A study finds that eating healthy fats present in a Mediterranean diet leads to greater weight loss compared to a low-fat diet.
The UK’s official guidelines regarding diet, including for people with diabetes, has been to eat a high-carb, low-fat diet for over 40 years. But these guidelines are now being challenged, and this new study highlights that these guidelines have created a fear of the Mediterranean diet.
The Mediterranean diet is known to have many health benefits, such as improved blood glucose levels, which can help people with diabetes. This new study, published in The Lancet Diabetes and Endocrinology journal, provides more evidence that the fats from fish, nuts and phenolic-rich vegetable oils which are eaten in a Mediterranean diet are much healthier than following a low-fat diet.
Lead author Dr Ramon Estruch, CIBER OBN-University of Barcelona, Spain explained: “Our study shows that a Mediterranean diet rich in vegetable fats such as olive oil and nuts had little effect on bodyweight or waist circumference compared to people on a low-fat diet.
“The Mediterranean diet has well-known health benefits and includes healthy fats such as vegetable oils, fish and nuts. Our findings certainly do not imply that unrestricted diets with high levels of unhealthy fats such as butter, processed meat, sweetened beverages, deserts or fast-foods are beneficial.”
Long-term study
The long-term study was conducted in 11 Spanish hospitals during 2003-2010. Overall, 7,447 participants aged 55-80 were recruited, all of whom had type 2 diabetes or high cardiovascular risk. More than 90 per cent were overweight or obese, which significantly increases the risk of type 2 diabetes.
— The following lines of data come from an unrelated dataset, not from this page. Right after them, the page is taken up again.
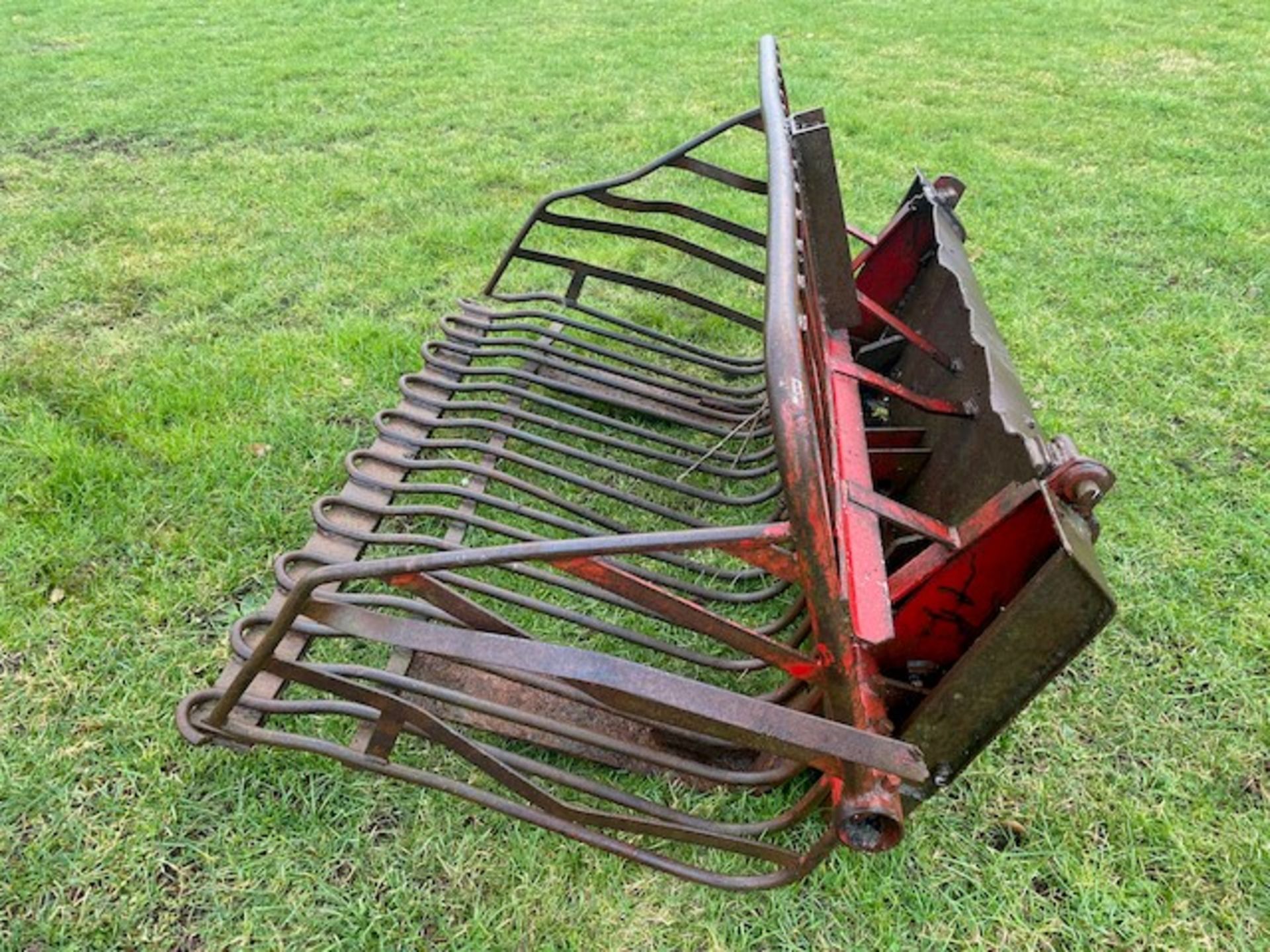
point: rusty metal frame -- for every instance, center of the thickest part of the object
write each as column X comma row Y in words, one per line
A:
column 619, row 469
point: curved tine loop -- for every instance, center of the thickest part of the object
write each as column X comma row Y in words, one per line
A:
column 437, row 731
column 473, row 557
column 545, row 342
column 746, row 117
column 582, row 270
column 743, row 365
column 521, row 395
column 507, row 429
column 247, row 734
column 287, row 582
column 563, row 450
column 563, row 475
column 679, row 210
column 691, row 249
column 648, row 401
column 476, row 315
column 451, row 386
column 458, row 516
column 586, row 368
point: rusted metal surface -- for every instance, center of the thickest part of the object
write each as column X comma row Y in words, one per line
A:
column 718, row 506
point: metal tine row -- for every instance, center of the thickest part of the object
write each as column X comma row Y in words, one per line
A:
column 784, row 619
column 460, row 327
column 583, row 824
column 762, row 777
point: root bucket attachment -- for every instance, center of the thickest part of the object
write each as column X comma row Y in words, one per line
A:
column 714, row 579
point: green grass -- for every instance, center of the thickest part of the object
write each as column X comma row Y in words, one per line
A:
column 229, row 225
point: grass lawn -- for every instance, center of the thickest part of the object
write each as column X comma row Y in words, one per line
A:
column 224, row 230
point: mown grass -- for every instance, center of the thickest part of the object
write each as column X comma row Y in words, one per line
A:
column 224, row 229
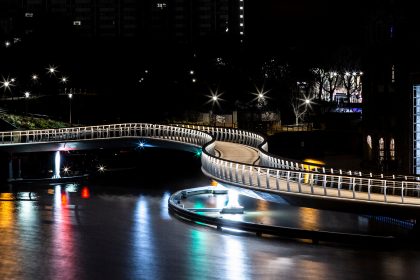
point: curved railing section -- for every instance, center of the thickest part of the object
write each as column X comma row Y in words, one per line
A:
column 277, row 174
column 274, row 174
column 139, row 130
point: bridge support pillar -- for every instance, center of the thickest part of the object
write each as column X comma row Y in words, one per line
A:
column 19, row 169
column 233, row 206
column 10, row 173
column 57, row 165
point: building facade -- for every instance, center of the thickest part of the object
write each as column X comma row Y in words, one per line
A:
column 391, row 87
column 179, row 21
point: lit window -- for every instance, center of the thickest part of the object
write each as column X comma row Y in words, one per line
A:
column 369, row 141
column 381, row 149
column 392, row 149
column 393, row 74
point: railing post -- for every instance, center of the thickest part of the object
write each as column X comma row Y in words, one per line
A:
column 340, row 178
column 299, row 183
column 258, row 177
column 385, row 190
column 250, row 176
column 402, row 192
column 311, row 182
column 236, row 173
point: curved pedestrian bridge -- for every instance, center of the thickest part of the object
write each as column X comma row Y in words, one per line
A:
column 240, row 158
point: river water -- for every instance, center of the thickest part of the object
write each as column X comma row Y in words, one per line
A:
column 117, row 226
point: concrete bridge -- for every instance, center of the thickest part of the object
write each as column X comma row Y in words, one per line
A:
column 240, row 159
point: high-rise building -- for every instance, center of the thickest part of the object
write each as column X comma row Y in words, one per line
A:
column 392, row 88
column 177, row 21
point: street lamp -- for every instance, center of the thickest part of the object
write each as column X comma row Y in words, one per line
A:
column 70, row 95
column 52, row 70
column 214, row 100
column 27, row 95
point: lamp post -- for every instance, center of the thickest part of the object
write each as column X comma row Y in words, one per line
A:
column 214, row 100
column 70, row 95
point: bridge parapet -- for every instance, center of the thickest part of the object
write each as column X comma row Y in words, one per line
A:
column 275, row 174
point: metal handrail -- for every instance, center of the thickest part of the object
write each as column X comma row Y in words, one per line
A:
column 275, row 174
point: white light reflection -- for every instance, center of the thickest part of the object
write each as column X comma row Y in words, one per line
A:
column 63, row 243
column 233, row 199
column 234, row 261
column 144, row 252
column 164, row 213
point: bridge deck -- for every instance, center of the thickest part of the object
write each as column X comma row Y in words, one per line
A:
column 237, row 152
column 248, row 155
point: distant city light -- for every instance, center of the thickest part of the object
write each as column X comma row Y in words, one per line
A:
column 101, row 168
column 6, row 84
column 52, row 70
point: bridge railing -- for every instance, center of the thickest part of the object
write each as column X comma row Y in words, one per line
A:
column 276, row 174
column 314, row 183
column 232, row 135
column 274, row 161
column 173, row 133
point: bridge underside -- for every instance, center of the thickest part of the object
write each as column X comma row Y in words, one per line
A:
column 74, row 145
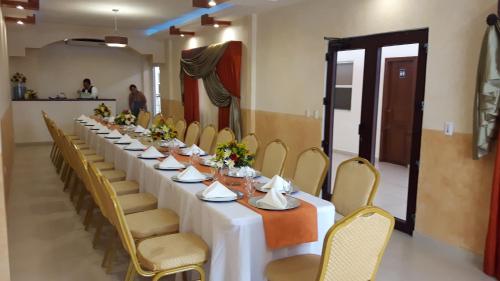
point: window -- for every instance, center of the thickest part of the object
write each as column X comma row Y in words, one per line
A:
column 156, row 90
column 343, row 89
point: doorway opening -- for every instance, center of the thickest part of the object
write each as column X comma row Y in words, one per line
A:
column 374, row 108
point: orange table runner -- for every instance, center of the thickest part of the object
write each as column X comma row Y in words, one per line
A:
column 282, row 228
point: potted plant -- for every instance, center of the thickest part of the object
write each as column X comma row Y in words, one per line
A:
column 18, row 81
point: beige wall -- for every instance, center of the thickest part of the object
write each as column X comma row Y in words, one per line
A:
column 6, row 147
column 58, row 68
column 286, row 76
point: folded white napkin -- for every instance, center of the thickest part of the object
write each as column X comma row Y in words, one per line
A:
column 103, row 130
column 277, row 183
column 135, row 145
column 193, row 149
column 171, row 163
column 273, row 199
column 114, row 135
column 139, row 129
column 218, row 190
column 152, row 152
column 243, row 172
column 173, row 143
column 124, row 139
column 191, row 173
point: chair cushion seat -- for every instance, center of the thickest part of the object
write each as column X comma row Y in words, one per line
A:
column 78, row 142
column 138, row 202
column 88, row 152
column 83, row 146
column 172, row 251
column 104, row 166
column 125, row 187
column 152, row 223
column 297, row 268
column 94, row 158
column 114, row 175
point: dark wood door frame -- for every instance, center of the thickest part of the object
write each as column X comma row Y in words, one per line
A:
column 372, row 44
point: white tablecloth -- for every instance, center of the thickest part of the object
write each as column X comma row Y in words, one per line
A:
column 233, row 232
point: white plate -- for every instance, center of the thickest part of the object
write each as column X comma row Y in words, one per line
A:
column 175, row 178
column 239, row 195
column 259, row 185
column 292, row 203
column 157, row 166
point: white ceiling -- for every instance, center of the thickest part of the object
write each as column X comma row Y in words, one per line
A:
column 133, row 14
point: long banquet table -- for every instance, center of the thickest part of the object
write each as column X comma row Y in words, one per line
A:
column 233, row 232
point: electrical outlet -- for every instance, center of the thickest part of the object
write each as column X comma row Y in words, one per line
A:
column 449, row 128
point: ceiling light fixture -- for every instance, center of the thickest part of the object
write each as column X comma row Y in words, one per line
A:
column 207, row 20
column 115, row 40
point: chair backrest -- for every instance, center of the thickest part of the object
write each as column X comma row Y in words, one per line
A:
column 225, row 135
column 207, row 138
column 356, row 184
column 143, row 118
column 192, row 133
column 354, row 246
column 157, row 119
column 169, row 120
column 252, row 143
column 274, row 158
column 310, row 171
column 180, row 127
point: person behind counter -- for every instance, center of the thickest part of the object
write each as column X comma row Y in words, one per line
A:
column 136, row 100
column 89, row 91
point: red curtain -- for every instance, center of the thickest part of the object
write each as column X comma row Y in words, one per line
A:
column 229, row 72
column 492, row 249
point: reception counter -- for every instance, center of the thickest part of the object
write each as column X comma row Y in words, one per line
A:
column 29, row 126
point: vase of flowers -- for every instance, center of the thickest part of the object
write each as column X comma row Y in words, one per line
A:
column 233, row 155
column 163, row 132
column 18, row 81
column 102, row 111
column 125, row 118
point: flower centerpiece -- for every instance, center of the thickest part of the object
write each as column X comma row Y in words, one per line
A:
column 125, row 118
column 102, row 111
column 163, row 132
column 233, row 155
column 30, row 95
column 18, row 86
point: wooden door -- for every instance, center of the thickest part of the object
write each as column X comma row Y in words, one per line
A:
column 397, row 110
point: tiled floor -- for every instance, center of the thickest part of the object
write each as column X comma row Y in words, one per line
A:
column 48, row 243
column 393, row 188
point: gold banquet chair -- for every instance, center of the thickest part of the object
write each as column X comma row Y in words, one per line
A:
column 356, row 184
column 192, row 134
column 161, row 255
column 225, row 135
column 310, row 171
column 352, row 250
column 207, row 138
column 252, row 143
column 143, row 118
column 180, row 127
column 274, row 158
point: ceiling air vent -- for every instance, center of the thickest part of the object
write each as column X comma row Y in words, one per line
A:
column 85, row 42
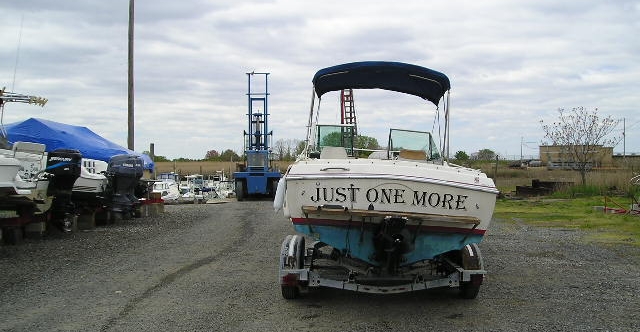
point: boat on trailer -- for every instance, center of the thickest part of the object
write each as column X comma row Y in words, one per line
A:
column 403, row 220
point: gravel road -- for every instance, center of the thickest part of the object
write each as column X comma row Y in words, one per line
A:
column 213, row 267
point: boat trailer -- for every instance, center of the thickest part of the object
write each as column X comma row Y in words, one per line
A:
column 301, row 268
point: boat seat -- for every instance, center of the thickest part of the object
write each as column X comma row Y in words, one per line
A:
column 412, row 155
column 333, row 152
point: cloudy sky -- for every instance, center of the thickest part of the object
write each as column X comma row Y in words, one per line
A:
column 511, row 64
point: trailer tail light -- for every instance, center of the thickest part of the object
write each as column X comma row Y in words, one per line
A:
column 290, row 279
column 476, row 279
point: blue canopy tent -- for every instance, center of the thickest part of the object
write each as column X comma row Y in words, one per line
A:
column 57, row 135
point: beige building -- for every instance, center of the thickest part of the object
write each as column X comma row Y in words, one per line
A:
column 559, row 157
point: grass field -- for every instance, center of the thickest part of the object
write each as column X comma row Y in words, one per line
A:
column 576, row 213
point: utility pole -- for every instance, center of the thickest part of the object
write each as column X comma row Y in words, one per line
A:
column 130, row 141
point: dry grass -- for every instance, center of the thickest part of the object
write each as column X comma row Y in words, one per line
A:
column 205, row 167
column 506, row 179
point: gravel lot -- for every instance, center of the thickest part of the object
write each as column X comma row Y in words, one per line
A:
column 213, row 267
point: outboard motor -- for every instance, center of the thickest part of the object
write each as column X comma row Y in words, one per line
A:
column 123, row 173
column 391, row 241
column 63, row 167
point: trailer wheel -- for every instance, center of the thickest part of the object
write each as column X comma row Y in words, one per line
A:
column 239, row 190
column 471, row 260
column 291, row 292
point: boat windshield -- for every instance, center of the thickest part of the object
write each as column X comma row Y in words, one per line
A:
column 412, row 143
column 336, row 136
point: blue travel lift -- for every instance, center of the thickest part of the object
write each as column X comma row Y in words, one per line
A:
column 256, row 177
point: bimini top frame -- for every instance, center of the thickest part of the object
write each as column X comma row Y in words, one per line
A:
column 394, row 76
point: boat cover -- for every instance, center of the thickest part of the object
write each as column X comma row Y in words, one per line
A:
column 57, row 135
column 395, row 76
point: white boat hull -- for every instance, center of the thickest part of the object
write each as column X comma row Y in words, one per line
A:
column 343, row 202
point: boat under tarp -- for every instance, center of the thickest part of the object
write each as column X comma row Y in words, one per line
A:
column 56, row 135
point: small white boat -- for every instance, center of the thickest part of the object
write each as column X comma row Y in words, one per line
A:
column 405, row 221
column 168, row 187
column 27, row 191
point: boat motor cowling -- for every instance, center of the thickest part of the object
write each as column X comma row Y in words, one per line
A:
column 63, row 167
column 124, row 171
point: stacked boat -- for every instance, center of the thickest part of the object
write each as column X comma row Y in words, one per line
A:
column 39, row 188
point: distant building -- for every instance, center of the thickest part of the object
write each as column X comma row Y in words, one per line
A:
column 559, row 157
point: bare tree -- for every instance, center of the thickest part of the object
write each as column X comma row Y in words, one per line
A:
column 580, row 132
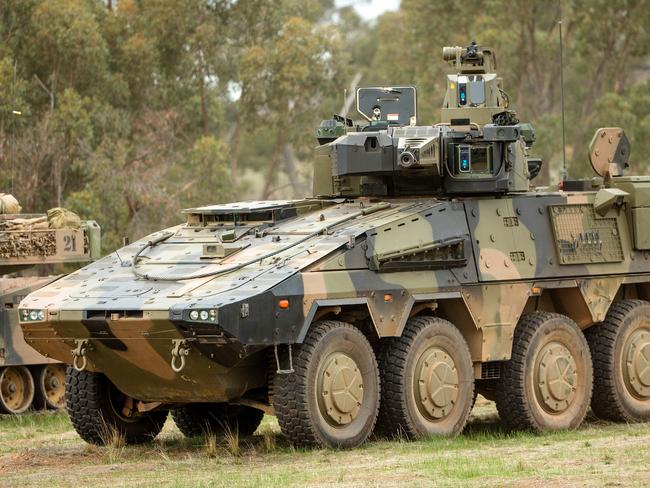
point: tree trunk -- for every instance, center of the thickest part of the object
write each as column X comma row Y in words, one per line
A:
column 273, row 167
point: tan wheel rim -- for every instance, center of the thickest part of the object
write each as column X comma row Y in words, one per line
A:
column 557, row 377
column 340, row 389
column 53, row 385
column 436, row 388
column 637, row 364
column 16, row 389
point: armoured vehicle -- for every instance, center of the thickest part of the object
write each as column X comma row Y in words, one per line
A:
column 424, row 268
column 31, row 242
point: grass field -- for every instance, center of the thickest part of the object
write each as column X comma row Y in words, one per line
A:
column 42, row 449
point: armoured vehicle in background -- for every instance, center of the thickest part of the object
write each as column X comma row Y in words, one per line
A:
column 28, row 241
column 424, row 268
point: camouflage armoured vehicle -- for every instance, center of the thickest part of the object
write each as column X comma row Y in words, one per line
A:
column 424, row 268
column 26, row 241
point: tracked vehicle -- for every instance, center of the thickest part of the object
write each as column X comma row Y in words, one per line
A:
column 424, row 268
column 27, row 241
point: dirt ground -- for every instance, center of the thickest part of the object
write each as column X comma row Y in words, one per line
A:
column 42, row 449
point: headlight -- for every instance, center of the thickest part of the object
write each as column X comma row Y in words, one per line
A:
column 205, row 315
column 31, row 315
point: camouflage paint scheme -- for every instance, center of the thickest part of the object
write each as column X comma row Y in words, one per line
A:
column 131, row 322
column 270, row 269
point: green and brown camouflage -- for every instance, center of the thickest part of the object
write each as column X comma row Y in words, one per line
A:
column 28, row 241
column 405, row 220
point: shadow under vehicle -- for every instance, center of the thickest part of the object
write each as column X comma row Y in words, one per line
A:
column 425, row 268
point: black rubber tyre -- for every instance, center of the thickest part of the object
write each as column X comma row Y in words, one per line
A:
column 427, row 380
column 49, row 383
column 201, row 418
column 94, row 406
column 620, row 349
column 548, row 381
column 337, row 361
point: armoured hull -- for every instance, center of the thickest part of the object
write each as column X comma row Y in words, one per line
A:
column 482, row 262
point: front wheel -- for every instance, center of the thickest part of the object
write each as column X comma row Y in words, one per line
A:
column 96, row 409
column 332, row 398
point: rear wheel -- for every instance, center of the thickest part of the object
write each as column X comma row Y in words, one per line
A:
column 50, row 386
column 620, row 348
column 96, row 409
column 16, row 389
column 547, row 383
column 332, row 398
column 201, row 418
column 427, row 380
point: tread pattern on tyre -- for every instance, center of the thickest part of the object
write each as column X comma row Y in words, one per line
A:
column 602, row 337
column 512, row 405
column 86, row 405
column 201, row 418
column 392, row 356
column 289, row 392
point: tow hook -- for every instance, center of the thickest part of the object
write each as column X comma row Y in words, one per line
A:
column 79, row 359
column 180, row 350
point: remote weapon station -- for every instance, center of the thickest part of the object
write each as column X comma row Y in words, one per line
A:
column 424, row 269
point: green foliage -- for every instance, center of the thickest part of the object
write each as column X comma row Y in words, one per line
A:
column 134, row 109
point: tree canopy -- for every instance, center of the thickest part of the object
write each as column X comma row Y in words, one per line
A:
column 127, row 111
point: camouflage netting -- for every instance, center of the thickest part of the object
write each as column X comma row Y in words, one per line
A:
column 9, row 204
column 19, row 239
column 23, row 244
column 60, row 218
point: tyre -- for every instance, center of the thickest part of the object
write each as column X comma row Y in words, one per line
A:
column 201, row 418
column 332, row 397
column 427, row 380
column 548, row 381
column 95, row 407
column 50, row 386
column 620, row 349
column 16, row 389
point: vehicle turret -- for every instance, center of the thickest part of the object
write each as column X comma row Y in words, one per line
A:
column 477, row 147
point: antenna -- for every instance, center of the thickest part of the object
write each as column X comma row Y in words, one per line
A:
column 564, row 169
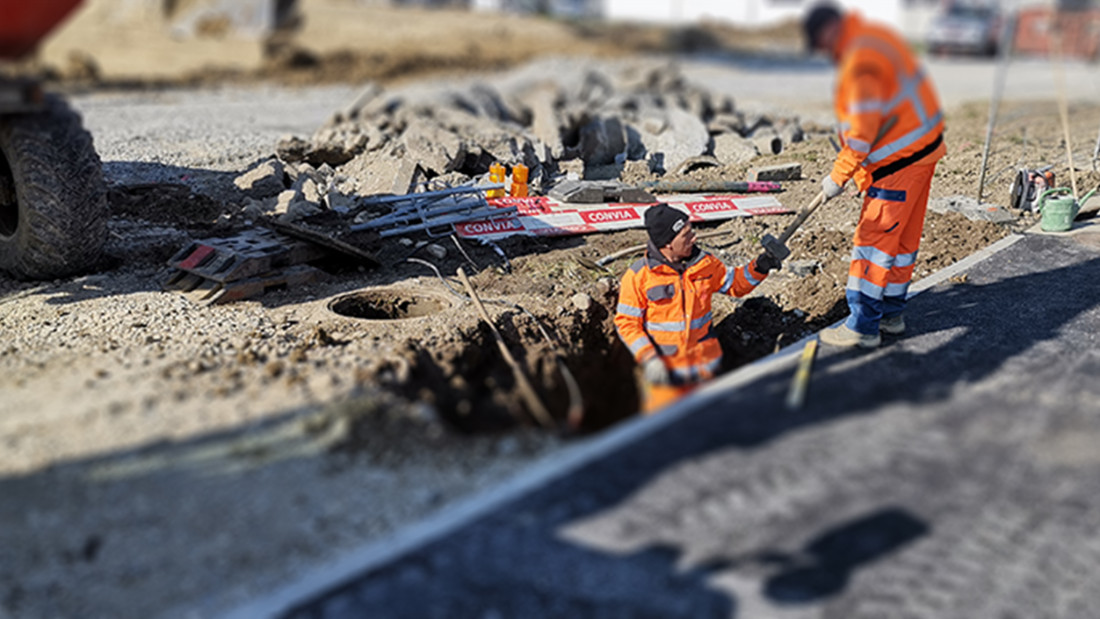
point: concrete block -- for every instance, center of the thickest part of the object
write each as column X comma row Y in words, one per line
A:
column 732, row 148
column 781, row 172
column 262, row 179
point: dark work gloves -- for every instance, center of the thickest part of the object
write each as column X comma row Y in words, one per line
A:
column 767, row 262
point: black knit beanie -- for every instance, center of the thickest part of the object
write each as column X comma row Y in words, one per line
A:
column 663, row 223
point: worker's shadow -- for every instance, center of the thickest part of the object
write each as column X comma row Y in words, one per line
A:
column 827, row 562
column 963, row 331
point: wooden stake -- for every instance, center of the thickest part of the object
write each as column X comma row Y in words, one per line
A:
column 798, row 394
column 526, row 390
column 1064, row 107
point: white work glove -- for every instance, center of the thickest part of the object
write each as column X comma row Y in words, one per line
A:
column 831, row 188
column 656, row 372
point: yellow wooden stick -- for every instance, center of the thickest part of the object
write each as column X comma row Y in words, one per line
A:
column 798, row 394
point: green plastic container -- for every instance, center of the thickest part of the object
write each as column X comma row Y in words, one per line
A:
column 1057, row 214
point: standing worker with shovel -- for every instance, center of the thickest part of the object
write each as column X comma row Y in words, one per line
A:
column 892, row 135
column 663, row 311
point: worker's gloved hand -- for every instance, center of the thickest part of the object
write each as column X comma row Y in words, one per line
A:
column 656, row 372
column 831, row 188
column 767, row 262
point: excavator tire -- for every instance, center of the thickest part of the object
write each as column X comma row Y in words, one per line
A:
column 53, row 198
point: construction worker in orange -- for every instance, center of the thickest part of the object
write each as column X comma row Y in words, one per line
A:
column 892, row 134
column 663, row 311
The participants were randomly assigned to one of three groups: an unrestricted-calorie Mediterranean diet rich in olive oil, an unrestricted-calorie Mediterranean diet rich in nuts, or a low-fat diet where all dietary fat was avoided. All participants were given personalised dietary advice by trained dieticians and adhered to their diets well.
After five years, the low-fat diet group decreased their total fat intake from 40% to 37.4%, whereas total fat increased slightly in both Mediterranean diet groups. The percentage of energy intake from protein and carbohydrate decreased in both Mediterranean diet groups.
While all three groups lost weight, the greatest weight loss occurred in the Mediterranean diet with olive oil group. All three groups had increased waist circumferencewaist circumference, but those in the low-fat diet group had the greatest increase.
Professor Dariush Mozaffaria, Friedman School of Nutrition Science and Policy at Tufts University, Bosto, US said in a linked editorial: “Dietary guidelines should be revised to lay to rest the outdated, arbitrary limits on total fat consumption. Calorie-obsessed caveats and warnings about healthier, higher-fat choices such as nuts, phenolic-rich vegetable oils, yoghurt, and even perhaps cheese, should also be dropped.
“We must abandon the myth that lower-fat, lower-calorie products lead to less weight gain. Rather, modern scientific evidence supports an emphasis on eating more calories from fruits, nuts, vegetables, beans, fish, yoghurt, phenolic-rich vegetable oils, and minimally processed whole grains; and fewer calories from highly processed foods rich in starch, sugar, salt, or trans-fat.”